Nicolas Sarkozy: pour que vous soyez de nouveau fier de votre formation politique

Nicolas Sarkozy consacrait ce vendredi soir la dernière séquence de sa tournée réunionnaise à son clan politique. En leader de parti "Les Républicains", il a une nouvelle fois relégué la question de sa candidature au second plan pour se positionner au-dessus de la mêlée.

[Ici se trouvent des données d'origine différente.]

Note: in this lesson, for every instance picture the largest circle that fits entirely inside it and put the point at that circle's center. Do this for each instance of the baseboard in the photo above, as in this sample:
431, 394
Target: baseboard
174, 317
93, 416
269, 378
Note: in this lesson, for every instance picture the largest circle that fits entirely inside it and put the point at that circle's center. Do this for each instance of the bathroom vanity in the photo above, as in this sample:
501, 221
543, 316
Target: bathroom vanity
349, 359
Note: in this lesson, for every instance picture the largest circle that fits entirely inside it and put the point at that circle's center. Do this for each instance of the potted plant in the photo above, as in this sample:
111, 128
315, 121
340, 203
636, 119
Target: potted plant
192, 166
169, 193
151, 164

"Pendant deux ans et demi j’étais à la retraite et j’ai regardé mes amis s’entredéchirer". Nicolas Sarkozy aime à se poser en homme providentiel. Après avoir eu cette ambition pour la France en 2007, c’est en chef d’un clan ridiculisé par les luttes internes il y a trois ans, couronnées d’un fiasco électoral Fillon/Copé, qu’il s’est de nouveau imaginé hier soir à Cambaie. L’ancien chef de l’Etat s’était visiblement donné pour mission de partager son expérience nationale, au sein du parti, à l’instance locale.

"Vous savez pourquoi ils s’entretuaient (en parlant de Fillon et Copé) ? Parce qu’il n’y avait plus de chef. Et un chef, ça doit cheffer !", a-t-il décrispé l’assemblée. Des dissensions internes à l’UMP qui avaient laissé le champ libre à celle qui était finalement devenue le vrai "chef de l’opposition à l’époque : Madame Le Pen, qui en profitait pour devenir la seule force d’opposition contre François Hollande. Et quand j’ai vu où nous en étions, j’ai décidé de revenir", rappelle-t-il à l’auditoire comme pour asseoir une légitimité qui lui échappe dans les sondages. En attendant de dévoiler ses intentions pour les primaires où se bousculent les candidats à droite, il se crédite le succès d’un parti de nouveau en marche.

"Je n’accepte pas que l’on se comporte comme ça"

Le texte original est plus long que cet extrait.